Pakistan Army chief General Ashfaq Parvez Kayani had expressed doubts about a claim by the regime of his former boss Pervez Musharraf that Benazir Bhutto was assassinated by the Pakistani Taliban, a United Nations investigator has said.
Kayani indicated he had wondered whether slain Pakistani Taliban chief Baitullah Mehsud had organised the assassination, as was claimed by an interior ministry spokesman, at a news conference a day after Bhutto's death on December 27, 2007.
Former President Musharraf's government based its claim on an intercept of a conversation between Mehsud and another man that was provided by the Inter Services Intelligence agency.

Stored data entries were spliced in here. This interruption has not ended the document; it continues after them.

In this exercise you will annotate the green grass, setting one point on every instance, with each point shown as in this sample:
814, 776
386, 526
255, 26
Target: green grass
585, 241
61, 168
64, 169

Kayani said the Musharraf government's press conference had been "premature".
"It should not have been done," he said.
One cannot conclude culpability solely on a phone intercept, Kayani has been quoted as saying by Chilean diplomat Heraldo Munoz, who headed a UN panel that investigated Bhutto's assassination.
Kayani also termed the performance of the Rawalpindi police after the assassination "amateur", the diplomat writes in his new book Getting Away With Murder, excerpts from which were released on Monday.

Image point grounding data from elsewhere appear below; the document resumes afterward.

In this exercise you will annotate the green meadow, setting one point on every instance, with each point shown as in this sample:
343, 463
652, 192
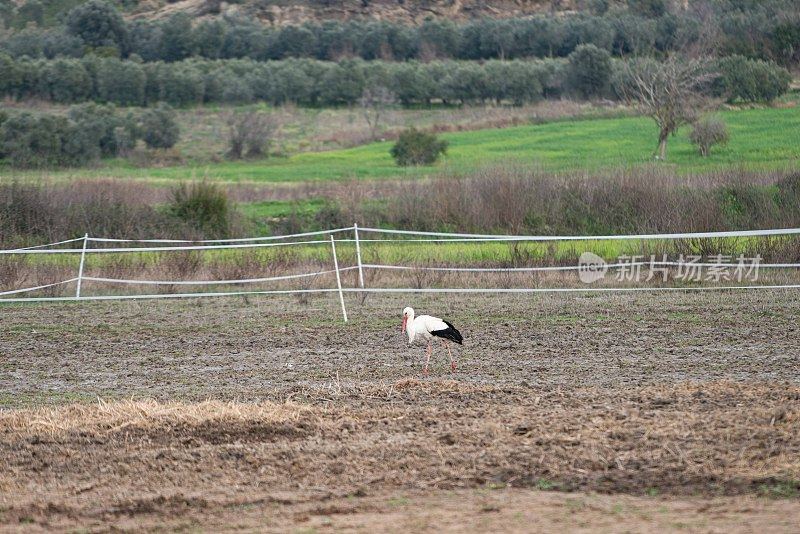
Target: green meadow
760, 138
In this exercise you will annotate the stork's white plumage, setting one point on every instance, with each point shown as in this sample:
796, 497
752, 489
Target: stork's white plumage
427, 327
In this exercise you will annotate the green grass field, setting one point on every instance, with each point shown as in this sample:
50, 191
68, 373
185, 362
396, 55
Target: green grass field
760, 138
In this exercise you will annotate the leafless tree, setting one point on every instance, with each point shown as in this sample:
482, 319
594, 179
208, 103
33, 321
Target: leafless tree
374, 103
251, 134
670, 92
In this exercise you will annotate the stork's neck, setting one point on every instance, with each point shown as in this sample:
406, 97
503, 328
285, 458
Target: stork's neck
410, 327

The army chief was referring to the hosing down of the crime scene within hours of Bhutto being killed by a suicide bomber.

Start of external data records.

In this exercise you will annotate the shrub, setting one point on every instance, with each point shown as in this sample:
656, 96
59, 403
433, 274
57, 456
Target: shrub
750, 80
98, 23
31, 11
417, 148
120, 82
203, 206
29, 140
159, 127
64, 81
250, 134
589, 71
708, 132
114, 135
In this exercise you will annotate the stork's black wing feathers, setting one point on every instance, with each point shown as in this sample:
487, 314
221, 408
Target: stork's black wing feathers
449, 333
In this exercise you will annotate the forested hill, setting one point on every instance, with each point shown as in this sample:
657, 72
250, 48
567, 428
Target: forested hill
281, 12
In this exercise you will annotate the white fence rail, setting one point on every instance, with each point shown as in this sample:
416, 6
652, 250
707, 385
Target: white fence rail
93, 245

"If in 24 hours you don't completely secure the scene, then you lose the threads to solve a case," Kayani told Munoz during a meeting in Rawalpindi on February 25, 2010.
Bhutto was killed in a gun-and-bomb attack shortly after addressing an election rally in Rawalpindi. Several aspects of the assassination, including the exact cause of her death, remain shrouded in mystery.
Five men, including Taliban cadres, were arrested in connection with the assassination. Tehrik-e-Taliban chief Baitullah Mehsud, who was blamed for the attack, claimed that he was not involved in it.
He was killed in a drone strike by the United States in 2009.